BP Vice President Mark Bly said Halliburton officials were slow about testing and results. Several times during the hearing, BP and commission investigators found themselves agreeing on blaming Halliburton.

So far, the inquiry into the April 20 rig failure — which killed 11 workers and dumped 172 million gallons of oil into the Gulf of Mexico — is echoing investigations into past technological disasters, such as space shuttle explosions. If there is one large problem, it is the way that all sorts of small decisions become a cascade of failures that short-circuit normal safety features.

Not everyone agrees. One of the nation's top technological disaster academics said the spill commission — appointed by President Barack Obama — was a "cover-up" from the White House. Charles Perrow, a Yale University professor who wrote the disaster sociology classic "Normal Accidents", said the investigation was overlooking BP's track record of disasters that have come after cost cutting.

"There's a long history of dollars versus safety at this organization," Perrow told The Associated Press. He referred specifically to BP's 2005 Texas City oil refinery explosion in which federal officials cited a culture of cost-cutting at the expense of safety. In 2006, BP's lack of leak detection caused a massive pipeline spill, the largest on Alaska's North Slope to date.

Reilly told the AP he went into the investigation expecting to conclude that safety was traded for dollars but didn't find that to be so. Instead, what investigators found was "a series of first challenging situations" and some choices that could go either way compounded by "hard to explain decisions."

"And they add up to a disaster," Reilly said during a break Monday.

Like BP, the panel found that the oil and gas traveled up the center of the pipe in the well, rather than up the sides — a finding that was disputed by Halliburton on Monday. The company has been criticized by the panel's investigators for pumping faulty cement and having tests in hand that showed it would fail. If the blowout started in the space between the pipe and the underground rock, Halliburton's cement would be less of a factor.

Another question is why the blowout preventer — the last defense against a runaway well — failed to block the flow of oil and gas. Bartlit said the team would await a forensic analysis before drawing conclusions. The blowout preventer is now protected evidence in a federal court case.

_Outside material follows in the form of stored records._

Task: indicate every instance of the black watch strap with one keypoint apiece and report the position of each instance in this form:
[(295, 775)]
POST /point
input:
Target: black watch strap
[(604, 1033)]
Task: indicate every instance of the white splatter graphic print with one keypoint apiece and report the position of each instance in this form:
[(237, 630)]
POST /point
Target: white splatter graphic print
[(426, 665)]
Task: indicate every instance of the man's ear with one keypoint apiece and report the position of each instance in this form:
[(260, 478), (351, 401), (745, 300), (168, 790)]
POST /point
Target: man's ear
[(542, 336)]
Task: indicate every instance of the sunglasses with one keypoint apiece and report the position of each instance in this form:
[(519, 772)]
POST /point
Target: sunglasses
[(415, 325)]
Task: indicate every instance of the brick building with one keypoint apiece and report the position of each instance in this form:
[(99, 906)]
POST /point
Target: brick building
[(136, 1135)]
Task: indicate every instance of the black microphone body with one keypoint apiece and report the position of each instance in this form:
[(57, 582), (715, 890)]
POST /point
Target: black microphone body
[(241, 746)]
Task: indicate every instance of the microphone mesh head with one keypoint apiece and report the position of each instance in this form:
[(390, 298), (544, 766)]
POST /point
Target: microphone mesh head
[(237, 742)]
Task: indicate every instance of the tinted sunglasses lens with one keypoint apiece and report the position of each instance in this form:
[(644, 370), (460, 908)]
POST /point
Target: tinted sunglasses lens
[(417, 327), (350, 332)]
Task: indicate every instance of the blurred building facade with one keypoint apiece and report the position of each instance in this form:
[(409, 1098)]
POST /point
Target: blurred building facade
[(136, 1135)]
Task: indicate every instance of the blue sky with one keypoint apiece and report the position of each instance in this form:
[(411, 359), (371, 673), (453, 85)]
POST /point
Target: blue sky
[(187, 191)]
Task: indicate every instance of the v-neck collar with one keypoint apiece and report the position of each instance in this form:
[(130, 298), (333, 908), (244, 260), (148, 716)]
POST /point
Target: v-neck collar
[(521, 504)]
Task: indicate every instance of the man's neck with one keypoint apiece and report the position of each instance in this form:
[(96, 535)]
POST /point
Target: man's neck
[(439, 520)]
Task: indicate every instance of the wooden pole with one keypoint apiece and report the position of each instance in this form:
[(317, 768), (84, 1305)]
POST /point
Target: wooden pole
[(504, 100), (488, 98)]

Bartlit and commission members said their investigation was hampered by the lack of subpoena power. A bill giving them such power is on hold in the Senate.



University of California at Berkeley engineering professor Bob Bea, an expert in both offshore oil rigs and technological disasters, said in general he agreed with the spill commission's findings. He suggested the problem wasn't a specific safety-for-money decision made on the rig, but a lack of understanding of the dangers and trade-offs involved.

Daniel Becnel, a Louisiana lawyer suing BP and others, called the commission's finding "absolutely absurd." He also took issue with Bartlit's endorsement of BP's view of events.

"They are pasting over because they know the government is going to be a defendant sooner or later in this litigation," Becnel said.

Democrats in Congress have focused on BP's well design, saying the company made decisions that sacrificed safety to save millions of dollars. Those choices included running a single piece of pipe from the seafloor to the bottom of the well, something called a "long string." BP also chose to use fewer centralizers, devices that hold the pipe down the center of the well for cementing.

In a June letter to then-BP CEO Tony Hayward, Reps. Henry Waxman, D-Calif., and Bart Stupak, D-Mich., questioned at least five decisions BP made in the days leading up to the explosion.

Rep. Ed Markey, D-Mass., a member of Waxman's energy panel that is investigating the spill, stood by those claims Monday.

"When the culture of a company favors risk-taking and cutting corners above other concerns, systemic failures like this oil spill disaster result without direct decisions being made or trade-offs being considered," Markey said. "What is fully evident, from BP's pipeline spill in Alaska and the Texas city refinery disaster, to the Deepwater Horizon well failure, is that BP has a long and sordid history of cutting costs and pushing the limits in search of higher profits."